Today my 14 year old received confirmation that has been a long time coming….an autism diagnosis. I have suspected this for a very, very long time. We have had testing after testing, only to be told that the dad’s treatment most likely was behind the very odd behaviors. Well, it has now been a few years since the kids have had to deal with regular visits. Time has begun to heal some of the trauma, and what was underneath, was a beautiful, intelligent, loving, autistic teenager!

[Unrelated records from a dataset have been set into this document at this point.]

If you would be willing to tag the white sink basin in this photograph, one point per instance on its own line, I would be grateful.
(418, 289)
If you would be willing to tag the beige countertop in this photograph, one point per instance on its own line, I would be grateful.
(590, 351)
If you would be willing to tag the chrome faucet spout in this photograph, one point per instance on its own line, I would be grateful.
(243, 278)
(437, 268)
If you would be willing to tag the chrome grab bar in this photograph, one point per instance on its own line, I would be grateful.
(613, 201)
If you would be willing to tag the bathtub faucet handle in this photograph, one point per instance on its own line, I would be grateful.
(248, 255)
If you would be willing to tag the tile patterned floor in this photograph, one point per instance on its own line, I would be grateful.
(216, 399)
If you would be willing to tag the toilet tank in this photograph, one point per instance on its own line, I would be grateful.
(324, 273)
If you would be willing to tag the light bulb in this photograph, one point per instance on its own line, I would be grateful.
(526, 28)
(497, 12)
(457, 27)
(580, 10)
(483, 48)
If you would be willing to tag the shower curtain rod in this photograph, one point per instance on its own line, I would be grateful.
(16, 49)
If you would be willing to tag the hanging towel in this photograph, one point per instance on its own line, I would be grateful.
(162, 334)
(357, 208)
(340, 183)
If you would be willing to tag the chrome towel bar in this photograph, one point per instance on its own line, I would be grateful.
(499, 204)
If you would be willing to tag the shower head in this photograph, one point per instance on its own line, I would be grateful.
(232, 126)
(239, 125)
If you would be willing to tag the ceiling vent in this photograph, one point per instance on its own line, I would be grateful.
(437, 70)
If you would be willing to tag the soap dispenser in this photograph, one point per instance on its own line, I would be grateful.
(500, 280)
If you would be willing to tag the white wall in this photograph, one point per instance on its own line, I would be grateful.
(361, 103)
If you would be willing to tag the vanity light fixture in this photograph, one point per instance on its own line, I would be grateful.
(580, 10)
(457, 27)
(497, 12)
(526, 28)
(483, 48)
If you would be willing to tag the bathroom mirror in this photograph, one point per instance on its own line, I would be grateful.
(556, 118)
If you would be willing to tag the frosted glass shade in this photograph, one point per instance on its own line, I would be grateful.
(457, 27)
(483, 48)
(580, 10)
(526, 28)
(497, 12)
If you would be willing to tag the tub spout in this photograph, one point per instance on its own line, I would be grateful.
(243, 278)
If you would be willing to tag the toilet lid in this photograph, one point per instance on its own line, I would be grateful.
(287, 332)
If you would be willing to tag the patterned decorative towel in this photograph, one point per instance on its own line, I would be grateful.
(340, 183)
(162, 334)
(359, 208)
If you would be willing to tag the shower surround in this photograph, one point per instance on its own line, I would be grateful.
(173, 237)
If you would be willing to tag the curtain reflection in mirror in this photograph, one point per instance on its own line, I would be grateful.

My teenager has been going through the stage of self-awareness; and had asked to have this testing. It helped make sense of life so far. It explained why some things had been so difficult along the way. Neurodiversity is not completely accepted in our schools yet. Students are forced into a box more often than not. It is only the rare teacher who embraces neurodiversity, and supports growth of the child before them, rather than the child they think should be there.
I am not sure that I would have done anything differently had I known earlier. I do think it may have helped me explain my child to others in a way that they could understand better.
To think that we have been navigating autism alongside the litigation hell and emotional trauma brought to us by the dad, is surreal. We got through it all so far. It hasn’t been easy, and I am tired. We still have a December 30th court date in front of us. I have lost count of how many times we have gone back and forth with litigation over the past eight years. I think the dad is on his 10th attorney, or more. Thankfully, we have an extremely thorough and detailed order in place, and left as few loopholes as we could think of.